Students enrolled in an undergraduate business course rated the utility of oropharyngeal cancer using two different representations of the paper standard gamble. In one representation, the probability of perfect health or death was described quantitatively (e.g., 80% chance of perfect health). In the other representation, the probabilities were described qualitatively (e.g., perfect health is likely.) For the qualitative representation, gambles were constructed using the terms: always, extremely likely, likely, probable, possible, unlikely, rarely, and never. Afterwards, subjects assigned numerical values to the qualitative terms, directly and with visual analog scales (VAS). These numerical values were then used in the determination of the utility. Subjects also completed an extended version of the Lipkus numeracy survey and demographic questions.

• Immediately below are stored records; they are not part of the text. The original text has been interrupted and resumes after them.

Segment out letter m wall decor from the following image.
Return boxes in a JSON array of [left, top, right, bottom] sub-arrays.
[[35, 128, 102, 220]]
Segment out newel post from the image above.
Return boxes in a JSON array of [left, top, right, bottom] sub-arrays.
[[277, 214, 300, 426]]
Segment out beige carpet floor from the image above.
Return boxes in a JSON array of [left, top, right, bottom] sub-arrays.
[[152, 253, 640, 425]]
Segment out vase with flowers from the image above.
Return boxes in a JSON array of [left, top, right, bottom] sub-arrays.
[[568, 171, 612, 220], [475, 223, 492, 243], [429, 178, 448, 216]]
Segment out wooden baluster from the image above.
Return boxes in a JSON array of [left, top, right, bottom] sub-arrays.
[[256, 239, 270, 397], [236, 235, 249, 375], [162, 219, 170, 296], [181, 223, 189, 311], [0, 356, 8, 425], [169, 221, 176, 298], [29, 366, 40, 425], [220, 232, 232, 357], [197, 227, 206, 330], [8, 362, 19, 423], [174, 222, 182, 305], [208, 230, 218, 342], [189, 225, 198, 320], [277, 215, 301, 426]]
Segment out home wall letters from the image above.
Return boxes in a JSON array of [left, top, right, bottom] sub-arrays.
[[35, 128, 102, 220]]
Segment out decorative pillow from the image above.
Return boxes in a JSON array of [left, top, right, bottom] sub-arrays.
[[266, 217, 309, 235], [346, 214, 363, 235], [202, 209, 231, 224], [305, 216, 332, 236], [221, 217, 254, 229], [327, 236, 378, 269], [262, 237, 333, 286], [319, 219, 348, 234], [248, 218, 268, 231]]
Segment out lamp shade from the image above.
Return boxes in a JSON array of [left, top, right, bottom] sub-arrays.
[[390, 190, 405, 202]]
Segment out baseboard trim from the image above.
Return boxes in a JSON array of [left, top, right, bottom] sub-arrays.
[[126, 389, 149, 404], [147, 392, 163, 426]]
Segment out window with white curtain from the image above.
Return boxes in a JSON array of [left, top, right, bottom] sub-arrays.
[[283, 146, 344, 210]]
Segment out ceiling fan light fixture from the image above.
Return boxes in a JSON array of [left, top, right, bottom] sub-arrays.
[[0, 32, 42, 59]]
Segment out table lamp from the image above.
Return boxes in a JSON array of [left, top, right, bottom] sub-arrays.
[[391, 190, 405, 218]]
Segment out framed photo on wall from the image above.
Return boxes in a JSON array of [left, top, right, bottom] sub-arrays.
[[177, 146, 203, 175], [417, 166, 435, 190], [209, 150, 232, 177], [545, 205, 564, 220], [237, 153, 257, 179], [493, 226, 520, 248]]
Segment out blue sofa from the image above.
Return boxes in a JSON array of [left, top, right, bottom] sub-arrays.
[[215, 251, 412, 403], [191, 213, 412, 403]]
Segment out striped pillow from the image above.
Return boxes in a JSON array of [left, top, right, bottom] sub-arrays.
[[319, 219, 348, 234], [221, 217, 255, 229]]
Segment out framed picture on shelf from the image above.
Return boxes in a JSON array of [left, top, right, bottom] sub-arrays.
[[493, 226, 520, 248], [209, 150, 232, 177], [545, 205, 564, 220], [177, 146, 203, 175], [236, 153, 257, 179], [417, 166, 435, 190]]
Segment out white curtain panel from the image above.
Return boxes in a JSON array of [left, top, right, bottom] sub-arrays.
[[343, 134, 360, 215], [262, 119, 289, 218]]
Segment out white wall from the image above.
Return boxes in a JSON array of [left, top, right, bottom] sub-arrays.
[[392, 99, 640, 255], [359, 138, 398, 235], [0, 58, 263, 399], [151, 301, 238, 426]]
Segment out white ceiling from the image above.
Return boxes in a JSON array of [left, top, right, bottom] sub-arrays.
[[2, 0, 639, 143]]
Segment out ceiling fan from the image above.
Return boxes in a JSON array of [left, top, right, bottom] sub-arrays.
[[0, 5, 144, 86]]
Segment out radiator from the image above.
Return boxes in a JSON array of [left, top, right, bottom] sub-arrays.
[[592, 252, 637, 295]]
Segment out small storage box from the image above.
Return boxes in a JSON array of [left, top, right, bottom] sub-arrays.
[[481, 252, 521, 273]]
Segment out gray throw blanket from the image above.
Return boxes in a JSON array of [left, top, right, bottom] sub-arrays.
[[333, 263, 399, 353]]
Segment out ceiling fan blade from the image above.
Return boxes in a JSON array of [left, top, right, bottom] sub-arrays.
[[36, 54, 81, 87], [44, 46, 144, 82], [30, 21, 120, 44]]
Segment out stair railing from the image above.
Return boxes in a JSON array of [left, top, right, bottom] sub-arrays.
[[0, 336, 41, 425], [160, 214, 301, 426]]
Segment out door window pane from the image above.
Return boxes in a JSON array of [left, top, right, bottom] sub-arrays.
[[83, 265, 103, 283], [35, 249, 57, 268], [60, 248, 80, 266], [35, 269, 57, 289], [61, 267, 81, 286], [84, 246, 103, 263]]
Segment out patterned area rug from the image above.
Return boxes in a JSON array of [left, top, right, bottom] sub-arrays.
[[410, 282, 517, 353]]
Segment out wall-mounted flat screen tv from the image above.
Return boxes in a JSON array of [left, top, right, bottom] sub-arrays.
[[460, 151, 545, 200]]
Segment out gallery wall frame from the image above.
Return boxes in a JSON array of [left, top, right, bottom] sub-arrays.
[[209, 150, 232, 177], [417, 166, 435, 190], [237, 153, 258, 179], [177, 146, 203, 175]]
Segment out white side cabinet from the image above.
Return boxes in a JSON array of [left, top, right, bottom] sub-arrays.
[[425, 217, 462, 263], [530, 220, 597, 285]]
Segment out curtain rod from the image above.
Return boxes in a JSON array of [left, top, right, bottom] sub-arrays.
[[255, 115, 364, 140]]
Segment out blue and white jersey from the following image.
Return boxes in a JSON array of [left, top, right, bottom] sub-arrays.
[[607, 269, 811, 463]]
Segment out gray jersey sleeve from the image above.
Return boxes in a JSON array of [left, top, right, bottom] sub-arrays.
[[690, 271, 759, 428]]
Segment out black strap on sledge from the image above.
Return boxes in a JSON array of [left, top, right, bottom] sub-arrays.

Utilities derived using the quantitative SG and qualitative SG were significantly correlated (r = .41, p<.0001); however mean utilities estimated with the quantitative SG (M=.81, SD=.18) were significantly higher than those estimated with the qualitative SGs (direct estimation, M=.68, SD=.23; VAS estimation, M=.68, SD=.22). The qualitative utilities derived from direct estimation or the VAS were not statistically different. Differences between the quantitative and qualitative utilities were unrelated to the subject's numeracy score. On average, participants answered nearly 80% of the numeracy questions correctly.
Overall, participants were highly numerate and demonstrated, via direct estimation and the VAS method, a consistent understanding of the qualitative probability terms. When given the opportunity to choose between gambles in which their own subjective interpretations served as the index of risk, subjects took higher risks (i.e., had lower utilities) than they did when the risks were presented numerically. The inclusion of additional qualitative terms may be necessary to allow participants to provide more precise estimates of their utility for the health state.